Before and after satellite pictures have revealed the damage of Saturday's US, French and British strikes that were intended to punish Syria for an alleged chemical weapons attack.
Pictures from satellite imagery company DigitalGlobe show sites including the Barzah Research and Development Centre and the Him Shinshar Chemical Weapons Storage Facility have been reduced to rubble.
The images appear to counter Syrian claims that some targeted sites didn't receive any damage.
The US and its allies fired more than 100 missiles at Syria on Saturday in what the Pentagon called a "one-time shot" after President Bashar al-Assad was reportedly responsible for a chemical weapons attack in Douma using at least chlorine gas.

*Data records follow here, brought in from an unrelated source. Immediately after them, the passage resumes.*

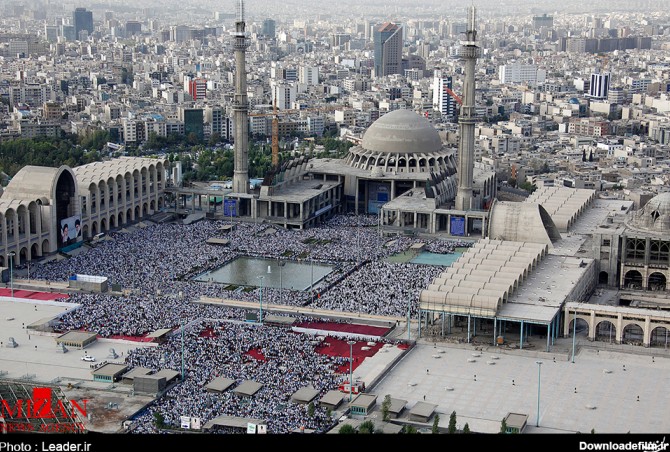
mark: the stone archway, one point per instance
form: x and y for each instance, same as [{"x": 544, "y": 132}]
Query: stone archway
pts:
[
  {"x": 605, "y": 332},
  {"x": 603, "y": 278},
  {"x": 656, "y": 281},
  {"x": 633, "y": 280},
  {"x": 660, "y": 337},
  {"x": 632, "y": 334},
  {"x": 582, "y": 329}
]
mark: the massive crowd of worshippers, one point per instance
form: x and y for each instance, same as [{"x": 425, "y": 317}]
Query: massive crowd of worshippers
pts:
[
  {"x": 155, "y": 266},
  {"x": 284, "y": 363}
]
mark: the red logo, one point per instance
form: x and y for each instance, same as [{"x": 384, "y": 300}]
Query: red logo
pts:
[{"x": 43, "y": 405}]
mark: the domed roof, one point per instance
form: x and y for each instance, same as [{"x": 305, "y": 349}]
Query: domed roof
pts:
[
  {"x": 655, "y": 215},
  {"x": 402, "y": 131}
]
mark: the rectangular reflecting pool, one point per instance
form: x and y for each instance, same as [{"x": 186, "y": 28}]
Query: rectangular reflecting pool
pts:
[
  {"x": 428, "y": 258},
  {"x": 284, "y": 274}
]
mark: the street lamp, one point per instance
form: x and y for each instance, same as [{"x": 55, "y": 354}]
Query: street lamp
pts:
[
  {"x": 351, "y": 369},
  {"x": 260, "y": 316},
  {"x": 574, "y": 334},
  {"x": 539, "y": 369},
  {"x": 281, "y": 283},
  {"x": 408, "y": 319},
  {"x": 11, "y": 255}
]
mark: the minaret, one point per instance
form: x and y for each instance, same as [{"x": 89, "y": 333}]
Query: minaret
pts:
[
  {"x": 241, "y": 106},
  {"x": 469, "y": 52}
]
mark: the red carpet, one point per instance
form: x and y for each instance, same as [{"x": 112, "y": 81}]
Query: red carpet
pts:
[
  {"x": 256, "y": 354},
  {"x": 131, "y": 338},
  {"x": 208, "y": 332},
  {"x": 32, "y": 295},
  {"x": 332, "y": 346},
  {"x": 355, "y": 328}
]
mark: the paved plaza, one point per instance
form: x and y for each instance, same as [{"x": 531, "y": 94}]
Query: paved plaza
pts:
[
  {"x": 483, "y": 384},
  {"x": 37, "y": 356}
]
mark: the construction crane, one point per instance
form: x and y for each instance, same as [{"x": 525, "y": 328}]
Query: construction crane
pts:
[
  {"x": 275, "y": 126},
  {"x": 453, "y": 94},
  {"x": 275, "y": 136}
]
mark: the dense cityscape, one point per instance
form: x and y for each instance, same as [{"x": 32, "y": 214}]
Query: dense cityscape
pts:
[{"x": 467, "y": 179}]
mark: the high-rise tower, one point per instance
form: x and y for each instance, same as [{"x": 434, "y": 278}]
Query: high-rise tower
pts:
[
  {"x": 387, "y": 39},
  {"x": 469, "y": 52},
  {"x": 241, "y": 106}
]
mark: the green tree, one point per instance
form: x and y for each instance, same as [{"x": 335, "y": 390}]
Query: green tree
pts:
[
  {"x": 503, "y": 426},
  {"x": 386, "y": 408},
  {"x": 436, "y": 423},
  {"x": 366, "y": 427},
  {"x": 529, "y": 187},
  {"x": 452, "y": 423},
  {"x": 159, "y": 420},
  {"x": 346, "y": 429}
]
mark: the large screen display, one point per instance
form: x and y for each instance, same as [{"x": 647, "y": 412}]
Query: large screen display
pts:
[{"x": 70, "y": 230}]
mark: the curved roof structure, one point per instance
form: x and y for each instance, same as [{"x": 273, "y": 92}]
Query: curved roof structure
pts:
[
  {"x": 654, "y": 216},
  {"x": 32, "y": 183},
  {"x": 563, "y": 204},
  {"x": 402, "y": 141},
  {"x": 401, "y": 132},
  {"x": 522, "y": 222}
]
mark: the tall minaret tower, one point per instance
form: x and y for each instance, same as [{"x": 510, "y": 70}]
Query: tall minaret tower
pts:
[
  {"x": 469, "y": 52},
  {"x": 241, "y": 106}
]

The Him Shinshar Chemical Weapons Storage Facility in Syria on April 13 and April 14. Source: AAP
The Barzeh facility is thought to be the centre of Syria's chemical weapons program, while chairman of the US joint chiefs of staff, General Joseph Dunford, said Him Shinshar was "the primary location of Syrian sarin and precursor production equipment".
The pictures come as the Organisation for the Prohibition of Chemical Weapons (OPCW) opened emergency talks in The Hague on Monday about the suspected poison gas attack in Douma.
The OPCW has 192 members, and the governing executive council meeting of 41 states was called by its chairman, Bangladeshi ambassador Sheikh Mohammed Belal, "to discuss the alleged use of chemical weapons" in Syria.
The French ambassador said priority must be given to boosting the work of the world's chemical arms watchdog so it can dismantle Syria's "secret" toxic weapons program.

Missiles in the skies over Damascus. Source: AAP
"The priority today is to give the technical secretariat the means to complete the dismantling of the Syrian program," Phillipe Lalliot told emergency OPCW talks.
Following the recent attacks "we all know, Syria has maintained a secret chemical program since 2013," the ambassador added, referring to the year when Syria finally joined the OPCW and admitted to stockpiling toxic arms.